Ask HN: What's the best way to get users for a PAID web service? - kappaknight

I saw in another thread where people were discussing the best way to go from 1 to 1,000,000 users. A lot of suggestions were presented, and even more so on Quora.  Some of the highlights include making it exclusive, rewarding users for inviting others, etc.<p>It seems like a lot of these great ideas are focused on free services where the challenge is to get people in, not so much to convince them to pull their wallet out.  Since there are possibly a whole different set of challenges for paid services, what would be some great ways to get more users specifically for services where the customers would have to pay?  Are there methods of acquisition that would be completely different from the free ones?
======
revorad
Sean Ellis's blog has a lot of good material on how to go about this,
especially for freemium products - <http://startup-marketing.com/>

------
joelmaat
Advertise, then advertise on communities within your niche, then become a
contributor. If your product is excellent, and relieves users from a terrible
experience, then word of mouth marketing will be there. You can do things to
help word of mouth spread faster (ask users to recommend your product to
friends/colleagues after you know they've had a great experience).

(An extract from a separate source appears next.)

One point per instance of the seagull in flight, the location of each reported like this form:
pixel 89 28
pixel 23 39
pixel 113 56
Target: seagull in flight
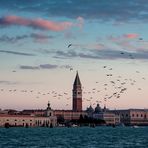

You have to nail your pitch, and your pricing strategy.

------
warpspeed
Make it extremely easy for the customer to give you their money. I've never
made a paid site, but as a customer I know that the more steps that are
involved in taking my money, the more likely I'll be to change my mind. Oh,
and give an alternative to PayPal if you choose to use it.

------
AznHisoka
Become an expert in your field, and leverage that personal brand. You can do
this through blogging, guest blogging, forum posts, networking with others
bloggers, commenting, getting your stuff syndicated, etc. This is what Joel
from Stack Exchange, and 37Signals did.